Here are some quotes:

Environmentalists in this greenest of places call the California Environmental Quality Act the state’s most powerful environmental protection, a model for the nation credited with preserving lush wetlands and keeping condominiums off the slopes of the Sierra Nevada.

But the landmark law passed in 1970 has also been increasingly abused, opening the door to lawsuits — sometimes brought by business competitors or for reasons unrelated to the environment — that, regardless of their merit, can delay even green development projects for years or sometimes kill them completely.
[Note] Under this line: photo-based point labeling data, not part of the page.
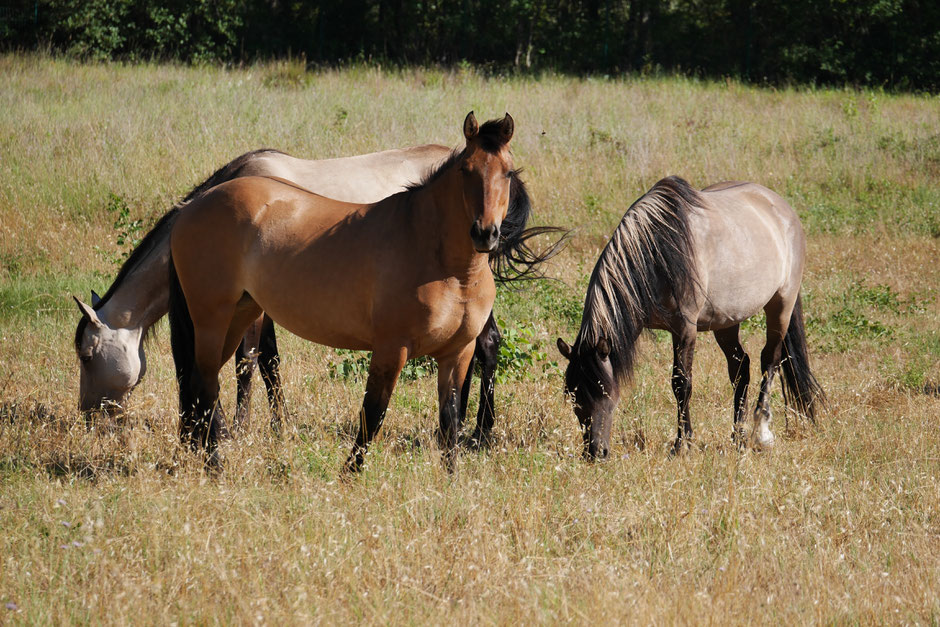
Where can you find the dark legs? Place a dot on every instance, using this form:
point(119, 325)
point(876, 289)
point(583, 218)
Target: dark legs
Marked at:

Here are two alternative links to the story. In addition, you can paste the title directly into Google and find the article that way:

http://www.nytimes.com/2012/09/05/us/to-add-jobs-many-in-california-look-to-alter-green-law.html?_r=1&hp

http://tinyurl.com/8tsxao2

 

Item #2) This is the URL for the Bay Area regional planning initiative called One Bay Area. According to the website:

Plan Bay Area grew out of California’s 2008 Senate Bill 375 (Steinberg), which requires each of the state’s 18 metropolitan areas to reduce greenhouse gas (GHG) emissions from cars and light trucks. This is important because the transportation sector represents about 40 percent of the GHG pollution that scientists say is causing climate change.
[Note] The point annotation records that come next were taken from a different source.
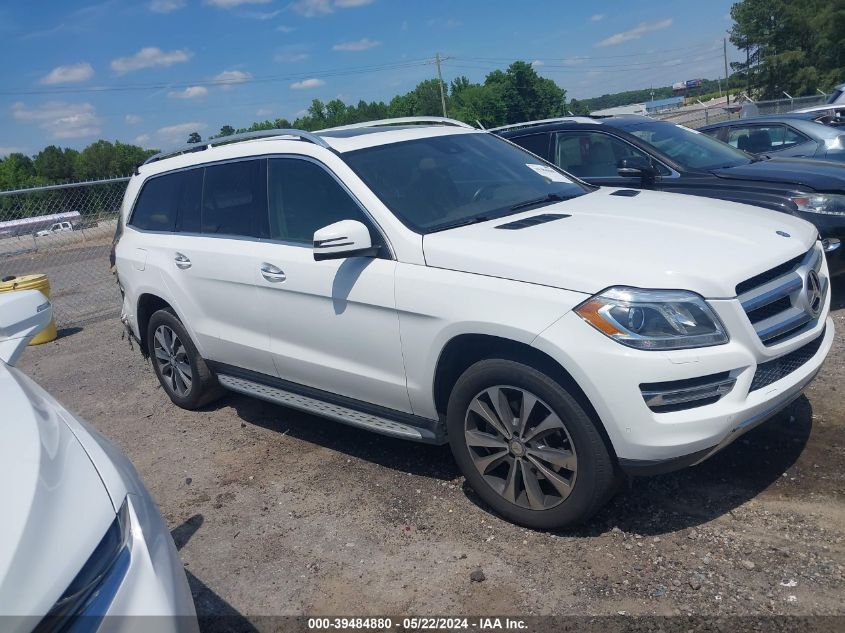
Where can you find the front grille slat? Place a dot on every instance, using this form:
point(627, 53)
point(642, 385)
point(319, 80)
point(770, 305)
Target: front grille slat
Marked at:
point(773, 370)
point(773, 300)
Under SB 375 each region must develop a Sustainable Communities Strategy (SCS) that promotes compact, mixed-use commercial and residential development that is walkable and bikable and close to mass transit, jobs, schools, shopping, parks, recreation and other amenities. If successful, Plan Bay Area will give people more transportation choices, create more livable communities and reduce the pollution that causes climate change.

http://www.onebayarea.org/

 

Item #3) A very interesting item I found on the UC Berkeley Blog, written by Ethan Elkind, climate-change research fellow at Berkeley law school. The article asks the provocative question, “Is environmentalism bad for fighting climate change?”

I’ve included two different ways to link the article below. Because this item is short, I’ve included the full text at the very end of this blog post.

http://blogs.berkeley.edu/2012/05/30/is-environmentalism-bad-for-fighting-climate-change/

http://tinyurl.com/9sf565y

To summarize, gentle readers, here is the debate topic once again:

Resolved: The arguments surrounding the mixed-use (Whole Foods) development are not an example of environmentalism vs. development. Rather, they are an example of old-school environmentalism vs. new-school environmentalism.

Old-school environmentalists say NO to traditional development. New-school environmentalists say YES to “development that promotes compact, mixed-use commercial and residential development that is walkable and bikable and close to mass transit, jobs, schools, shopping, parks, recreation and other amenities.”

I’ve love to hear your thoughts.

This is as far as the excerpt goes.